Autonomy, Electrification & Car Design

I expect the design of upcoming autonomous vehicles (AVs) will be dramatically different from our cars of today.

I expect the design of upcoming autonomous vehicles (AVs) will be dramatically different from our cars of today. We rarely think how much the style of our current cars reflects the fact they are driven/controlled by us humans. I am surprised how much our human psychology informs car design and determines which vehicle we decide to buy. This will all change in the future when our cars are controlled by computers.

I began to see how radically different our upcoming AVs will be styled when teaching a mobility design class at College for Creative Studies (collegeforcreativestudies.edu). One student design for a futuristic new Uber vehicle got me thinking about this big change when we no longer control our vehicles. 

The proposed new Uber vehicle was larger than most of our cars today and had a very commanding presence. It featured three separate passenger pod areas inside, and an asymmetrical design focused on easy ingress and egress for passengers. It looked like the vehicle was designed by an architect, not a car designer. As an AV, it had no human driving the vehicle and thus eliminated key styling cues to the front of the vehicle.

I expect the familiar “face” of our cars and trucks to go away in the AV future. This may not seem like a big deal, but our vehicles have had lights that look like “eyes” and a front grill that looks like a “mouth” for over a century of automotive design.

It’s important to recognize our cars of today are “avatars”. They are a larger “skin-on-wheels” which we sit inside of and control. While I could not recognize a friend of mine from just a half block away, as they are too small to see, I am able to see their car from that distance. We often choose to purchase a vehicle that presents an image of ourselves that we like.

We can think of our cars as being a large driving “robot” that we control. We climb into our cars and can now speed down the freeway at 70 mph or more. Or we can carry a hockey team or a payload or perform other tasks with our vehicles. They are, in effect, “super-human,” which could go to explaining the face-like nature of vehicle front ends.

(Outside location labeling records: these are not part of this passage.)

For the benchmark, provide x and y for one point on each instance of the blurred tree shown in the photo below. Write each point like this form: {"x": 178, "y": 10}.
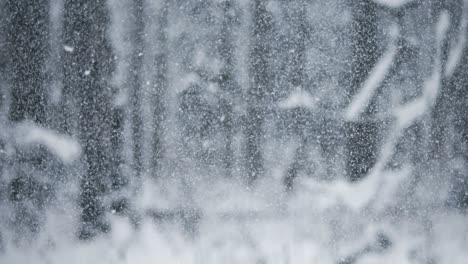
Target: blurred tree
{"x": 227, "y": 81}
{"x": 260, "y": 88}
{"x": 88, "y": 63}
{"x": 27, "y": 39}
{"x": 160, "y": 87}
{"x": 135, "y": 83}
{"x": 362, "y": 134}
{"x": 27, "y": 35}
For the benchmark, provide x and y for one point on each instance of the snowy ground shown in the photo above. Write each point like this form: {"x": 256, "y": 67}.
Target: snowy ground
{"x": 263, "y": 226}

Many of us can remember a time in car design where the front headlights would pop-up when turned on, but could not be seen when not in use. This styling element didn’t last too long, as people preferred headlights (“eyes”) to always be seen. Today our headlights have never been more beautiful, intricate designs that are a key styling element.

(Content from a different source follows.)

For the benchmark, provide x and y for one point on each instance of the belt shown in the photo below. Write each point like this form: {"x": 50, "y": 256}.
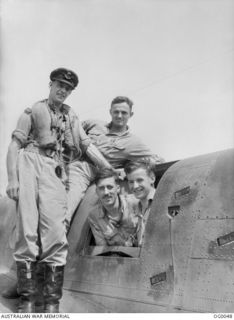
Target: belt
{"x": 42, "y": 151}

The front grill, or mouth of the car, is another key design element. Consider the front grill of a new Audi or Lexus—they are very large. We have also seen the early electric cars, such as the Tesla Model S featuring a large black plastic (graphic) grill, indicating the car has a large mouth like our countless gasoline-powered vehicles. This large opening is not needed on the Model S from a functionality standpoint. 

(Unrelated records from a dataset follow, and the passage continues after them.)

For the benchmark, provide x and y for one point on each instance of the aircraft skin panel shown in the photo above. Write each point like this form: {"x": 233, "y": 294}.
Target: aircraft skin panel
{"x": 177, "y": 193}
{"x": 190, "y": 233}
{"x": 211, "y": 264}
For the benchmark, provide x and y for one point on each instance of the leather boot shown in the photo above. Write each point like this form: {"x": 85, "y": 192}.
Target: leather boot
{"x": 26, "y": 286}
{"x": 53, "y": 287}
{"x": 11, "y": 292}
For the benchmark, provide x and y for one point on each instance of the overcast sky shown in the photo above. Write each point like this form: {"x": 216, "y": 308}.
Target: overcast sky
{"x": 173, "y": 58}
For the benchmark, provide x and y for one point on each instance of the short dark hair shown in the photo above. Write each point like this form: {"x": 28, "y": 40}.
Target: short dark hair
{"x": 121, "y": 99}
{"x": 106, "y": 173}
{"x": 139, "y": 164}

Speaking of Tesla, the latest designs for the Model S, Model X, and new Model 3 eliminate this fake grill and eliminate the “mouth” graphic. This makes sense for an EV, but I wonder if their new design isn’t more about the coming future of Autopilot, and how their cars will be computer controlled?

We saw a different approach to a car’s eyes in the Pixar movie Cars. In this animated movie, the car’s eyes were on the windshield to allow them to be seen easier.

As we transition into the AV future, it’s interesting to see millions of consumers riding in an Uber or Lyft, but caring less about the vehicle design. We can choose between a basic car, an SUV, or a limo, depending on our choice at the time. Once that determination has been made, we seek a clean, comfortable and safe ride—but care less about the actual vehicle’s look.

We are beginning to see other futuristic AV designs that heavily depart from traditional car design. One proposal from the international design firm IDEO (ideo.com) looks more like a plain box, or “office” on wheels with no automotive styling cues at all. It suggests a future where computers drive and humans do not control the vehicle, and these future vehicles do not have any design elements that look like a person’s eyes or mouth or feature a symmetrical design like our human heads.